Que devient cet “amour” quand l’équilibre repose davantage sur les épaules, le cœur et l’esprit de l’un ?Quand l’autre prend plus qu’il n’apporte au couple ?

Et surtout

  • L’amour doit-il servir à combler tes manques passés ?
  • À te réparer ?
  • À te sauver ?
  • Si oui, qu’as-tu, toi, à offrir en retour dans cet échange ?

Le glissement vers le pouvoir

On aime l’autre pour ce qu’il nous offre. Pour ce qu’il nous fait ressentir. On se sent vivant. Exalté. Puissant même.

Et si l’on n’y prend garde, très vite, de façon insidieuse, hommes et femmes à parts égales, chacun à sa manière, le pouvoir s’installe.

Je suis aimé donc je suis devient je possède, donc je suis puissance. Et même, toute puissance.

Et alors, tout manquement devient intolérable. Tout écart, une faute. Tout éloignement, une menace.

L’amour cesse d’être un lien. Il devient un territoire. Tu m’appartiens.

L’amour comme échange, pas comme conte de fées

C’est moche à dire. Les films ne le montrent pas.

Pourtant, l’amour est un échange. Une transaction émotionnelle. Je donne. Je reçois.

Pas de façon comptable. Mais de façon vivante.

Et le couple, s’il veut durer sans se détruire, doit veiller à cet équilibre. Car quand l’échange se rompt, l’amour se transforme en dépendance. Et la dépendance n’a rien de romantique.

Le risque d’aimer

Ne rien attendre est une utopie. Laisser toute la page à l’autre ne signifie pas endurer les pires souffrances.

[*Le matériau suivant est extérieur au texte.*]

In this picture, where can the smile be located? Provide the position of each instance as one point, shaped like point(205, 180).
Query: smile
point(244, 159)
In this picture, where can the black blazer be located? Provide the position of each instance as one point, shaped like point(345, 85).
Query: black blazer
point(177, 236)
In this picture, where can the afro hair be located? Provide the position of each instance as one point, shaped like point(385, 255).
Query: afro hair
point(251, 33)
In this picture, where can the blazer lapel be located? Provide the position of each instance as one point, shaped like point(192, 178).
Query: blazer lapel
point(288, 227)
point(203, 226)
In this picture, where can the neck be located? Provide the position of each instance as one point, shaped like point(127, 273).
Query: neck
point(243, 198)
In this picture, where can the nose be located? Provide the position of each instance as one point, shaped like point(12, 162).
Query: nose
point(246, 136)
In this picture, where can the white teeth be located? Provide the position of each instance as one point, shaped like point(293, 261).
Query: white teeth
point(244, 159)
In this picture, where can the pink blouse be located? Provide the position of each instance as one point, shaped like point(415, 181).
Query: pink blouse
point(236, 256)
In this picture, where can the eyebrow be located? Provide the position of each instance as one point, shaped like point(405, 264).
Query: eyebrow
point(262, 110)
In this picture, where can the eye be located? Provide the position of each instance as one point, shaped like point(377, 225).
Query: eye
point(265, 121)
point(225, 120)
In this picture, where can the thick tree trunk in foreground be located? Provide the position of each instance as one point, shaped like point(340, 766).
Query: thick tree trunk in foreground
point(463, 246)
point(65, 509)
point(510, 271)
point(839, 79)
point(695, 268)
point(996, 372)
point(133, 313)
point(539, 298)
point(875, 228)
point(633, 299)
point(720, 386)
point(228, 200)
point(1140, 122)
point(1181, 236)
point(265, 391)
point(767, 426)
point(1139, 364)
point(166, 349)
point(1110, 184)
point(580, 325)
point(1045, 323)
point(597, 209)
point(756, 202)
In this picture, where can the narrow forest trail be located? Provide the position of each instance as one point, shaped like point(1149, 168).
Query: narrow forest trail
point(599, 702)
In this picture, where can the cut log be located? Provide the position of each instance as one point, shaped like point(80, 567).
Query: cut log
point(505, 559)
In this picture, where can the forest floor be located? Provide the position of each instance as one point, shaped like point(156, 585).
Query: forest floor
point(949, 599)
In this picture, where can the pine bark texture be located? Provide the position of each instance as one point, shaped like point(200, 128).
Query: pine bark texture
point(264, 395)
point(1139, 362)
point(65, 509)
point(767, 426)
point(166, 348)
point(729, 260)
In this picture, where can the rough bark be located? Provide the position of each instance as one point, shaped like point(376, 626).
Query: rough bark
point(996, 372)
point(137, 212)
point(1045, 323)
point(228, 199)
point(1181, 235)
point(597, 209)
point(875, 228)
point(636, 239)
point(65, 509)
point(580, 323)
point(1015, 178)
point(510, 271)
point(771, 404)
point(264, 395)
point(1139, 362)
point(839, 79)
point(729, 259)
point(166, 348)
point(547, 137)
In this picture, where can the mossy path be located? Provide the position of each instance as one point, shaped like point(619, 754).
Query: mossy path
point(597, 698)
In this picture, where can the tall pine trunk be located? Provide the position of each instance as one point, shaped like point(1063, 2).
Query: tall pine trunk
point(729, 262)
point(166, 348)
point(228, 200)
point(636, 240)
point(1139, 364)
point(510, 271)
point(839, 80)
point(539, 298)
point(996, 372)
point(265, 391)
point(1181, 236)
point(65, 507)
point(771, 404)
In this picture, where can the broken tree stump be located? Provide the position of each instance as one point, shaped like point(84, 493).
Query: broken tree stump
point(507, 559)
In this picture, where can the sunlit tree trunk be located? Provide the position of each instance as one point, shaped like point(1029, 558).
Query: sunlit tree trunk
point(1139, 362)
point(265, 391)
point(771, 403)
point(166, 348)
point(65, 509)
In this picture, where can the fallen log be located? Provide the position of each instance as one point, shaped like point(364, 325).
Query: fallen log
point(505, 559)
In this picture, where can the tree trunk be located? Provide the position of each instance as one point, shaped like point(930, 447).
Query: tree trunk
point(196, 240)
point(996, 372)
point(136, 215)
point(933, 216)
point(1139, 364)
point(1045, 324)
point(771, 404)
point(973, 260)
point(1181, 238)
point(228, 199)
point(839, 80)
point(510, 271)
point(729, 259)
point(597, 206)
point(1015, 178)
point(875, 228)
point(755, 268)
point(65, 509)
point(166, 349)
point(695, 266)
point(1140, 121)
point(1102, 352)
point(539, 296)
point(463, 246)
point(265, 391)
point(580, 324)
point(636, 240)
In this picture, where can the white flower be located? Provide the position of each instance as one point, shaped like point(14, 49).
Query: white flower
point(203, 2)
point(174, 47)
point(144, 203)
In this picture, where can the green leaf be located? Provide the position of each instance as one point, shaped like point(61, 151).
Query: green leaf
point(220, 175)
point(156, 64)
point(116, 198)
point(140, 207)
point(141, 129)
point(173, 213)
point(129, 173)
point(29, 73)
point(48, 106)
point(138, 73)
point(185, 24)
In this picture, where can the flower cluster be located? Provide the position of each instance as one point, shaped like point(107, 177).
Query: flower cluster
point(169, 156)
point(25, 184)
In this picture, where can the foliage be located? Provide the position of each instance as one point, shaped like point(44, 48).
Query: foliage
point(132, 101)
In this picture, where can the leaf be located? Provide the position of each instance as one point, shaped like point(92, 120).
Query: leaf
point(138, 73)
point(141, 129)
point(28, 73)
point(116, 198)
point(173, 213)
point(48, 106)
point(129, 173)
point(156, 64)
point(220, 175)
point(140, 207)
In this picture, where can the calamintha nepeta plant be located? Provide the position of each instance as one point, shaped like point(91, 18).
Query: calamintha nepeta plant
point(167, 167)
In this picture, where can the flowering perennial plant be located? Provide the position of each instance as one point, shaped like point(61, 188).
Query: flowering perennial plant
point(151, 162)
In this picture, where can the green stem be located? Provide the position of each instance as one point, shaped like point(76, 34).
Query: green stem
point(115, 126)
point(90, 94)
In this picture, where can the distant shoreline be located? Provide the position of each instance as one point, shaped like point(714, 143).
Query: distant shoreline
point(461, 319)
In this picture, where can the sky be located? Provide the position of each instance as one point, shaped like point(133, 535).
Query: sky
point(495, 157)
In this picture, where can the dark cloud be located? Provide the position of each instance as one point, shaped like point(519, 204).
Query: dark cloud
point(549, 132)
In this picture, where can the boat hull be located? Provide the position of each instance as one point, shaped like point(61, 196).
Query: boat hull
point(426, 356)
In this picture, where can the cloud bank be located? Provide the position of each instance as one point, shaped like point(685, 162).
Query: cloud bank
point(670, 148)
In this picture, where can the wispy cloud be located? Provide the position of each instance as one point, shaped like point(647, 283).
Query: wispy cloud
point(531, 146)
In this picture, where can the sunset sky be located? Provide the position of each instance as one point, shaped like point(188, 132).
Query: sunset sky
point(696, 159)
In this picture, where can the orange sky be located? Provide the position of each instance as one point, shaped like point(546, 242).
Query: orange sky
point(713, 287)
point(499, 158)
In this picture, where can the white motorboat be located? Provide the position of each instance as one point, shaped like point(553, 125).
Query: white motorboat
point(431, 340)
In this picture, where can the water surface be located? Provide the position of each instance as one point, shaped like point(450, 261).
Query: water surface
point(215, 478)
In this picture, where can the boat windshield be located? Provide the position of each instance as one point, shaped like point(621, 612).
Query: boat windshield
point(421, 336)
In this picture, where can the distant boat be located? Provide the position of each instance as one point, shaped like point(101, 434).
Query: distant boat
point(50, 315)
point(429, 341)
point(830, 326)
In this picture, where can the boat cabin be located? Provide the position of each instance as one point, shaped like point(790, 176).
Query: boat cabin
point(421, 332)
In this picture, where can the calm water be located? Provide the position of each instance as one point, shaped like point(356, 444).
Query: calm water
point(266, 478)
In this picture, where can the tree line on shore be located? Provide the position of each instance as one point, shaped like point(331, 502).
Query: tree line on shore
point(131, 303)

Ce n’est plus de l’amour. C’est une dépendance dangereuse.

À lire tout cela, on pourrait croire qu’il n’est pire que l’amour.

Et pourtant.

Ne pas aimer est une douleur sans fond.Ne pas être aimé est un abîme sombre.

L’amour humain est le sang de la vie. Il est sa frénésie. Sa poésie. Il vaut mieux aimer et se perdre d’amour que rester loin de tout.

D’ailleurs, beaucoup de personnes se disent “pas intéressées par l’amour”. Souvent, c’est une façon de rendre le chemin vers elles plus ardu. Une épreuve imposée. Un test déguisé pour mesurer la valeur, l’ardeur, le désir de l’autre. Une preuve exigée. Un comportement toxique. Un petit coucou aux princesses et princes qui attendent tout en haut de leur tour qu’on viennent les sauver.

Rien n’est jamais acquis

Comme quoi, tous nos chemins mènent au cœur, et aux draps de nos nuits.

  • Aimer, ce n’est pas se protéger.
  • Ce n’est pas posséder.
  • Ce n’est pas être sûr.

L’amour, c’est accepter — et pire encore — aimer le goût de ses risques.

Car il y a une vérité que les romances taisent : l’amour n’est jamais acquis à vie.

Et c’est précisément pour cela qu’il est vivant.